(Reuters) - European stocks dipped on Friday and Europe's benchmark German 10-year bond yield hit its highest since mid-June as investors braced for a U.S. rate hike while warnings from the World Bank and the International Monetary Fund fanned fears of a slowdown.
The World Bank's chief economist said on Thursday he was worried about a period of low growth and high inflation in the global economy. The International Monetary Fund said downside risks continue to dominate the global economic outlook but it is too early to say if there will be a widespread global recession.
Wall Street sold off on Thursday after U.S. economic data gave the Federal Reserve little reason to ease its aggressive rate-hike stance.
The downbeat tone continued during Asian trading, with data showing that China's property sector had contracted further last month.
As of 0815 GMT, the MSCI world equity index, which tracks shares in 47 countries, was down 0.5% on the day and set for its fourth consecutive day of losses.
Europe's STOXX 600 was down 1.2% and London's FTSE 100 edged 0.1% lower.
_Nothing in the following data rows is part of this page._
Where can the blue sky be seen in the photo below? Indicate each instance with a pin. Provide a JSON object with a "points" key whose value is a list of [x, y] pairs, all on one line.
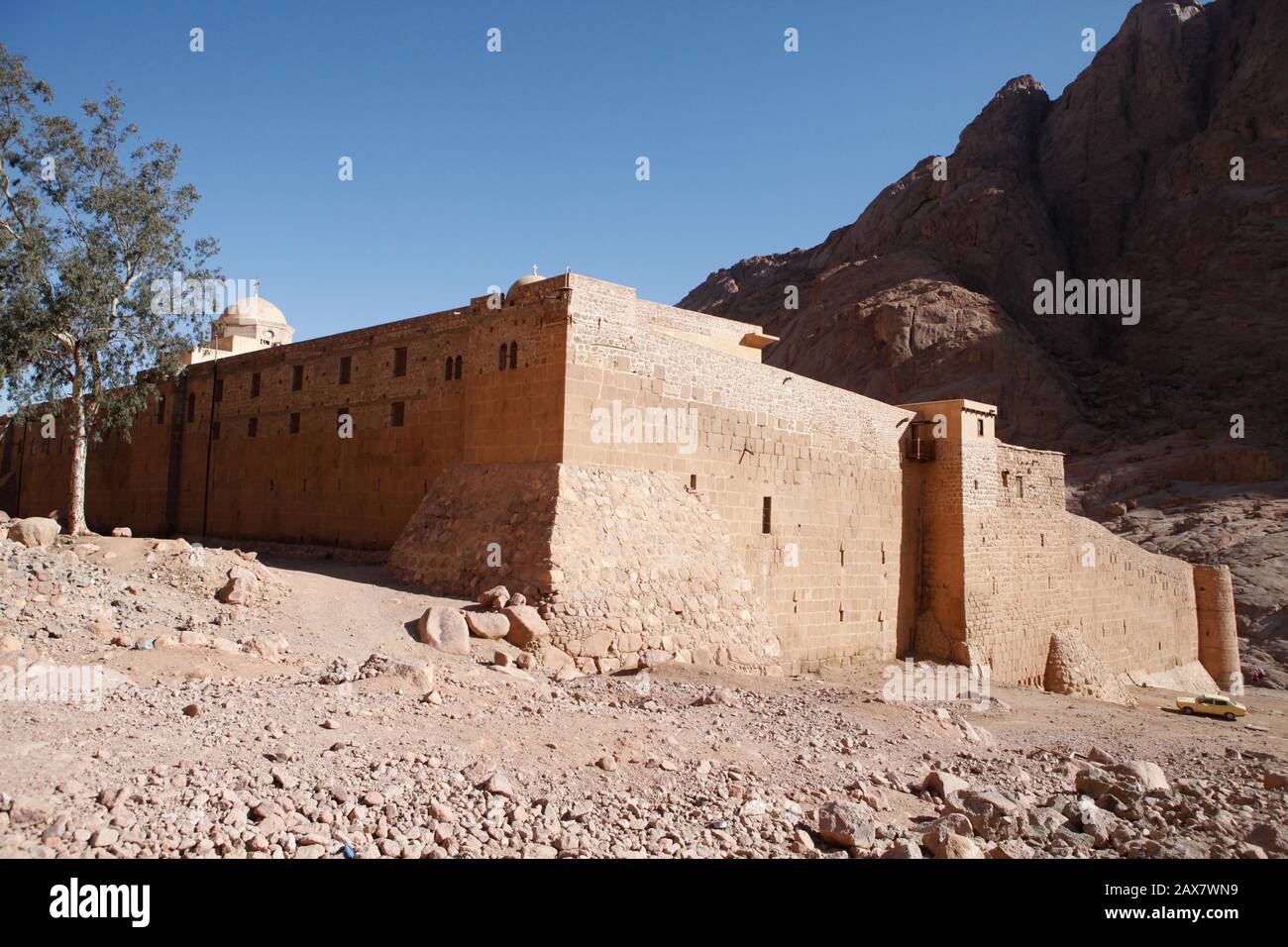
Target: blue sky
{"points": [[472, 166]]}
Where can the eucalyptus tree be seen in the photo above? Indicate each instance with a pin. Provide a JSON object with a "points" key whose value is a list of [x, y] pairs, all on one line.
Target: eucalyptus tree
{"points": [[90, 224]]}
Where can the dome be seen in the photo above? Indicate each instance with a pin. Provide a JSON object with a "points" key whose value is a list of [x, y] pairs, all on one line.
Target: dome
{"points": [[253, 311], [524, 281]]}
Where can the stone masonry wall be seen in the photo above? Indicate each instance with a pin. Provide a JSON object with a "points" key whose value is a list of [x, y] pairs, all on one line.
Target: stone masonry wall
{"points": [[640, 564], [828, 558]]}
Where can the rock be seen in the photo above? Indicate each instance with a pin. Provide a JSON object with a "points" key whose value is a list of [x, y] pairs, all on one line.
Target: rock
{"points": [[490, 625], [1013, 849], [1147, 775], [721, 696], [846, 823], [419, 676], [596, 644], [992, 814], [34, 532], [443, 629], [1100, 783], [527, 626], [903, 849], [104, 838], [241, 587], [1271, 838], [494, 598], [935, 836], [554, 659], [943, 784], [500, 785]]}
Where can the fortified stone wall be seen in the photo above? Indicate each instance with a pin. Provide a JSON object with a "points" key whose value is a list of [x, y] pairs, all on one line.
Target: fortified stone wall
{"points": [[806, 479], [652, 484], [128, 478], [1029, 569]]}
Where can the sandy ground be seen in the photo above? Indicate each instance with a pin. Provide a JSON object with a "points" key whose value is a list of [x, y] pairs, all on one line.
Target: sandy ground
{"points": [[630, 764]]}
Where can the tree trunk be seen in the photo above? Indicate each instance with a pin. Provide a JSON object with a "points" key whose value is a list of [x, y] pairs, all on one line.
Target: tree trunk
{"points": [[80, 454]]}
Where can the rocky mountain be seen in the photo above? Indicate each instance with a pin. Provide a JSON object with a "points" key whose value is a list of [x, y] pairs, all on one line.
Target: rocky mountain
{"points": [[1164, 161]]}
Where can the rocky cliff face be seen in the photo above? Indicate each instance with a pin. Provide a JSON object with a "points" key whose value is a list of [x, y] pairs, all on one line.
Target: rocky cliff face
{"points": [[1127, 175]]}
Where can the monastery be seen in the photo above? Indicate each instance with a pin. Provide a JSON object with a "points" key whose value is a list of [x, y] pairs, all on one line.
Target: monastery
{"points": [[746, 515]]}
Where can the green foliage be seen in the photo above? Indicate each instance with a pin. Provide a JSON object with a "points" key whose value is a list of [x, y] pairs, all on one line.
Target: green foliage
{"points": [[89, 219]]}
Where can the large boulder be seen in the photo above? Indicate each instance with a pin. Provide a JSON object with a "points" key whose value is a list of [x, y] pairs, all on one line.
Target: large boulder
{"points": [[443, 629], [489, 625], [526, 625], [34, 531], [846, 823], [992, 814], [496, 598], [241, 586]]}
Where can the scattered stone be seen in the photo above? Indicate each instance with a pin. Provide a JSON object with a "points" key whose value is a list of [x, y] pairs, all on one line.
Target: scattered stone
{"points": [[527, 626], [443, 629], [490, 625], [846, 823], [34, 532]]}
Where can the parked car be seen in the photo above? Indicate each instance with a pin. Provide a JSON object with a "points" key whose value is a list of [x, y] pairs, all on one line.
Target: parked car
{"points": [[1211, 705]]}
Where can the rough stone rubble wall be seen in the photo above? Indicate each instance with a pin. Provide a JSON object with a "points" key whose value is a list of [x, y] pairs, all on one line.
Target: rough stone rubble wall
{"points": [[482, 525], [829, 566], [642, 565], [1033, 569]]}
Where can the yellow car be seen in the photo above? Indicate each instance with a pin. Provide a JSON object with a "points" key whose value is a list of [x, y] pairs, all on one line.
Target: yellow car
{"points": [[1211, 705]]}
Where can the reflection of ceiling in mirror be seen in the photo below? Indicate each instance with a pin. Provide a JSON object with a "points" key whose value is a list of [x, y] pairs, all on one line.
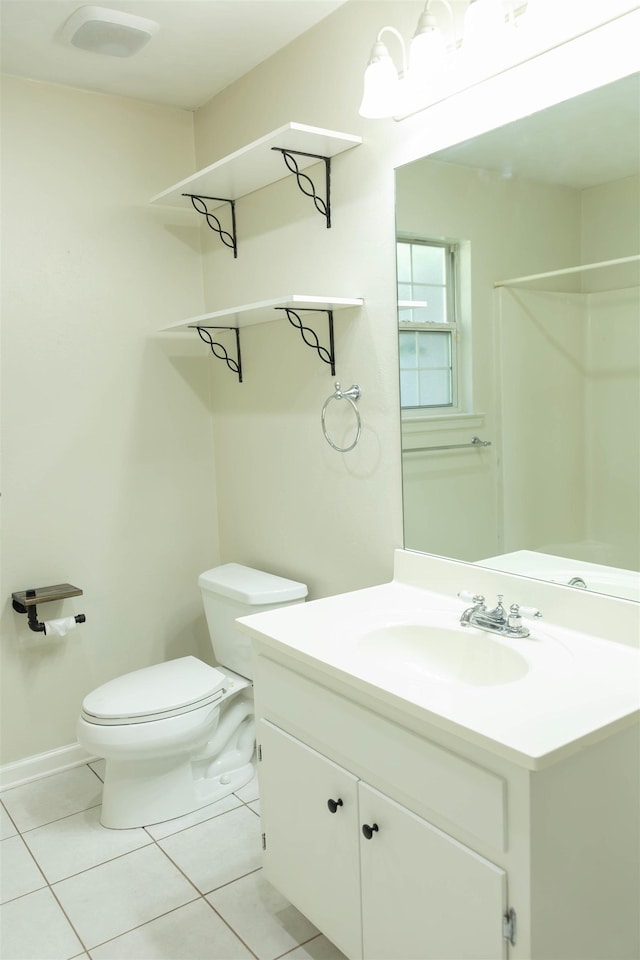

Germany's DAX was down 1.8%.
Markets priced in a 75% chance of a 75-basis-point rate hike and a 25% chance of 100 bps when the Fed meets next Wednesday.
In the UK, retail sales fell more than expected, in another sign that the economy is sliding into recession as the cost-of-living crisis squeezes households' disposable spending.
"We're now seeing data confirm that the economy is indeed slowing down," said Axel Rudolph, market analyst at IG Group.
"I expect stocks to head back down to below their March lows. If you are in an environment where you have central banks that aggressively raise rates, historically this has always led to bear markets."
The pound weakened to a 37-year low against the U.S. dollar.
The U.S. dollar index was up 0.3% at 110.13, still hovering near a 20-year high, and steady against the yen at 143.365.
The yen could hurtle towards three-decade lows before the year-end, according to market analysts and fund managers.
The dollar's strength pushed China's offshore yuan past the 7-per-dollar level for the first time in nearly two years.
The euro was a touch lower at $0.9961. Germany's two-year bond yields hit a fresh 11-year high after the European Central Bank vice president said an economic slowdown in the euro zone would not be enough to control inflation and the bank will have to keep raising interest rates.
Germany's benchmark 10-year bond was up 3 basis points on the day at 1.765% - having touched its highest since mid-June in early trading.
Oil prices edged higher, but were on track for a weekly drop amid fears of a reduction in demand.